Accelerometers are typically calibrated through a process known as a tumble test. During this test, static measurements are taken in different orientations. A tumble test is usually performed by mounting the accelerometer on a cube or a multi-axis turntable that allows each face to be rotated. This exercises the accelerometer by aligning each sensor axis ($X$, $Y$, and $Z$) to the direction of, the direction opposite of, and the directions perpendicular to known gravity as it is rotated, providing a $\pm$1 g measurement.

Gyroscopes are calibrated using a precise device known as a rate table. As shown in Figure 3.2a, rate tables have a circular platform connected to a brushless electric motor capable of providing very precise angular and angular rate outputs. The circular rotating platform allows the gyroscope to rotate and be calibrated across a range of angular rates. Rate tables can be purchased as either single-axis (Fig. 3.2a), 2-axis (Fig. 3.2b), or 3-axis systems. A 2-axis system allows for all three gyro axes to be calibrated in a single setup (the tumble test can also be performed), whereas a 3-axis system has the added benefit of being able to reconstruct arbitrary motion profiles.

Each of the calibration parameters from the sensor model vary with temperature.
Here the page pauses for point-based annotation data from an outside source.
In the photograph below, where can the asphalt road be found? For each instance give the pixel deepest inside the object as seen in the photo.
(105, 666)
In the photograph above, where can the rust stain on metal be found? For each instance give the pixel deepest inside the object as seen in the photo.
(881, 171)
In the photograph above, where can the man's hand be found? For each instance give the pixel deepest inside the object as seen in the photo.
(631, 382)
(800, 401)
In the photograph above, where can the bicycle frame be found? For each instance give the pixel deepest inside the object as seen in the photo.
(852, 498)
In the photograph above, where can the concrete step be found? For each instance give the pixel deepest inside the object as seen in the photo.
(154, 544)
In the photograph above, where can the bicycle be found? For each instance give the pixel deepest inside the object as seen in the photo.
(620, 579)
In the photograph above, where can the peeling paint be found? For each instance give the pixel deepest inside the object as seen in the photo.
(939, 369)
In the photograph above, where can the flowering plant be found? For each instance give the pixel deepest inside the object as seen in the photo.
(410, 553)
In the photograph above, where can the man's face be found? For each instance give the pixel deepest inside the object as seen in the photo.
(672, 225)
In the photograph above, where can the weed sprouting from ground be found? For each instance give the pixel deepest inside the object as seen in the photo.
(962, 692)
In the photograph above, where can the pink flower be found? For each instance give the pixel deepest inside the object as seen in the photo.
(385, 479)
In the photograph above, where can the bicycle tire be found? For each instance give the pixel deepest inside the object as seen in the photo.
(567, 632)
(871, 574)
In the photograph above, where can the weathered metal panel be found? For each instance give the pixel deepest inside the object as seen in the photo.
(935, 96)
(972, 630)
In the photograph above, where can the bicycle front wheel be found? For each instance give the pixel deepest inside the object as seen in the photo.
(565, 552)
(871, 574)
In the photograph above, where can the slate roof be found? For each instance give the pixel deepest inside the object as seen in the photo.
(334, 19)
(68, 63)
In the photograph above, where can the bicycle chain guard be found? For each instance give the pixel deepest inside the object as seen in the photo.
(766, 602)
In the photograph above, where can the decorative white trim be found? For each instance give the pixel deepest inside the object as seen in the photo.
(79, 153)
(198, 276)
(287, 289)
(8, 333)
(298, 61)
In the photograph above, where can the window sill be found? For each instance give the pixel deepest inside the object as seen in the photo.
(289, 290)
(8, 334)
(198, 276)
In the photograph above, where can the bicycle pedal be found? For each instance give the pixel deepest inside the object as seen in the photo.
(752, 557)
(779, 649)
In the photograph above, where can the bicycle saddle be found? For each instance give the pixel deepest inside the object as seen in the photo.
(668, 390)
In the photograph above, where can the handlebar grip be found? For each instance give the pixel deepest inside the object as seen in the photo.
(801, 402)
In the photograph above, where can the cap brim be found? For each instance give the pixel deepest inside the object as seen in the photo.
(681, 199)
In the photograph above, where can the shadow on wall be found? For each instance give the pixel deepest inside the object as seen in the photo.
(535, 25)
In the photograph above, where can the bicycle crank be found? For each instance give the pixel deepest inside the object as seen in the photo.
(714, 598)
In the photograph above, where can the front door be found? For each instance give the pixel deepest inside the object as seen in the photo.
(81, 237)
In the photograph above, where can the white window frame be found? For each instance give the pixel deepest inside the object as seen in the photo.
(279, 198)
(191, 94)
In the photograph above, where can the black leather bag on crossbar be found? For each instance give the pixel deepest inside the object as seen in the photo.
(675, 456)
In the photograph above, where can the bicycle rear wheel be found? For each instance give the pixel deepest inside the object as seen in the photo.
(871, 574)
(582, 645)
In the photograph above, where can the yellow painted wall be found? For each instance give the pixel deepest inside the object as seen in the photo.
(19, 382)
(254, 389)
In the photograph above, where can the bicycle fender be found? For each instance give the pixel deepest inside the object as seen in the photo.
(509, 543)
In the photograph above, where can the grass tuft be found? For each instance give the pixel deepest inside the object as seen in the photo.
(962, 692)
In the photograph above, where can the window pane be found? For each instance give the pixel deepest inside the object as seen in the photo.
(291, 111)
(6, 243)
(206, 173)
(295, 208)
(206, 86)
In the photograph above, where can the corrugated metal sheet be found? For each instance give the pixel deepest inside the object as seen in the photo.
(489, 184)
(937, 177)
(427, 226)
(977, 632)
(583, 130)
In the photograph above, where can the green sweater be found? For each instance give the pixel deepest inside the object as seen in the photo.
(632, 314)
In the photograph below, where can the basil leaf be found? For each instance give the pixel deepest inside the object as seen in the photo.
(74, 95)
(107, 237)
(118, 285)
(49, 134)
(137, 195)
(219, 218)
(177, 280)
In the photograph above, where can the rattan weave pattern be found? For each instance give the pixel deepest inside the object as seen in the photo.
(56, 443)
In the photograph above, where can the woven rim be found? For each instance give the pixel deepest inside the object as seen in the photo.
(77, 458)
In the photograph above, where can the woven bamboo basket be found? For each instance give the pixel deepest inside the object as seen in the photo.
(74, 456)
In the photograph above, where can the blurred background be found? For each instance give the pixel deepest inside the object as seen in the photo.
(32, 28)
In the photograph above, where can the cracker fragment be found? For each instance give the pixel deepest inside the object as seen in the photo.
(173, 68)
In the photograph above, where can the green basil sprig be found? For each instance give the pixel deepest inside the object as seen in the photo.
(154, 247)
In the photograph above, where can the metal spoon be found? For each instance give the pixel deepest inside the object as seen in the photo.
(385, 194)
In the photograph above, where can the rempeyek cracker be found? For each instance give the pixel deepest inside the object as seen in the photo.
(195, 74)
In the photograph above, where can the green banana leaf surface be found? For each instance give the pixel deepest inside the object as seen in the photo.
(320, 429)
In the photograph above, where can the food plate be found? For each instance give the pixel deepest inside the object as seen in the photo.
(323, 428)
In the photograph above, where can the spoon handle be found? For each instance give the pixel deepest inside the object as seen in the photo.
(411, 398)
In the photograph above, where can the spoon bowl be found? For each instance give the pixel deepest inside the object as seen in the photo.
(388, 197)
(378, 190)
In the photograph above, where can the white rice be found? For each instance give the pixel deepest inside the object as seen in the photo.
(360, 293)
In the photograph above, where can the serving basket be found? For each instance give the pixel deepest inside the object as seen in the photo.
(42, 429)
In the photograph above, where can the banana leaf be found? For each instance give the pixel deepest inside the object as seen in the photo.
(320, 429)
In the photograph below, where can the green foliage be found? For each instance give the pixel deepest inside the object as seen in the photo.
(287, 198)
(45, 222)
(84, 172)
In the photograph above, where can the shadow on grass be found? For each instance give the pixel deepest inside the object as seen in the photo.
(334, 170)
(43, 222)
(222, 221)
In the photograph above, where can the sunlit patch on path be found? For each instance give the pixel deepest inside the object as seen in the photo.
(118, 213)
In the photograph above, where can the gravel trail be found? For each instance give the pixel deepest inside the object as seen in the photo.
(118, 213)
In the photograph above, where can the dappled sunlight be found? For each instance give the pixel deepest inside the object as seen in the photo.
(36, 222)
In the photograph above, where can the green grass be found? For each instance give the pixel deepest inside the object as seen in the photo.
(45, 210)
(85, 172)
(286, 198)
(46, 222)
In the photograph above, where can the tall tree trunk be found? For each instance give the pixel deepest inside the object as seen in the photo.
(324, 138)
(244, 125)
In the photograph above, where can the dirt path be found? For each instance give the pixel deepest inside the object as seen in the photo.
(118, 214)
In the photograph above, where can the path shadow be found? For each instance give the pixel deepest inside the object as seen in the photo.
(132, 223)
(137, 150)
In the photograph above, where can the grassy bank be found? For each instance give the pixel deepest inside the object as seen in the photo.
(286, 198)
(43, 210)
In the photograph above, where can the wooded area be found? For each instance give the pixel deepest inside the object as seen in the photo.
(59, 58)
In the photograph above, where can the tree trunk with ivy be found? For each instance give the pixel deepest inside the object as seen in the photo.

A thermal calibration over the sensor's operating temperature range can be performed using a thermal chamber to help mitigate errors due to temperature. As shown in Figure 3.2c, often times a rate table calibration and a tumble test calibration are performed in a temperature controlled thermal chamber to conduct both calibration processes simultaneously.

Allan Variance

An Allan Variance test is a method used for identifying the noise properties of an inertial sensor. A sensor is mounted statically inside a thermal chamber set to a constant temperature, with data logged at high rate for an extended period (typically several hours). The data is downsampled at various time constants (averaged down to lower sampling rates), and the variances of each of these downsampled measurements can be calculated at each of the different time constants. Despite its name, most of the time the results are plotted as standard deviations (square root of variance) versus the downsampled time constants on a log-log scale, as seen in Figure 3.3.

The plot shown in Figure 3.3 illustrates two key specifications for an inertial sensor: (a) the Angle Random Walk (equivalent to noise density, see Section 3.1), and (b) the in-run bias stability. Noise density is roughly equal to the standard deviation at an averaging time constant of one second, while the minimum standard deviation value on the plot is the in-run bias stability.

Vibration Testing

While most calibration processes and characterization tests used to double-check the performance of those parameters utilize steady-state motion, vibration testing allows for the characterization of sensor response relative to time-varying inputs. Typically, a single-axis shaker table is used, requiring the test to be run multiple times to excite all axes. In addition to identifying any unexpected response a sensor may have to vibrations at particular levels or frequencies, vibration testing can be used to determine a number of sensor specifications including:

• Bandwidth: By performing a test known as a sine-sweep---inducing single-frequency vibrations across a range of frequencies---the sensor bandwidth can be determined by finding the frequency associated with the -3 dB point on the response.
• g-sensitivity & g$^2$-sensitivity: Gyroscopes' sensitivity to acceleration can be readily determined through vibration testing, both using sine-sweeps and more general random vibration profiles.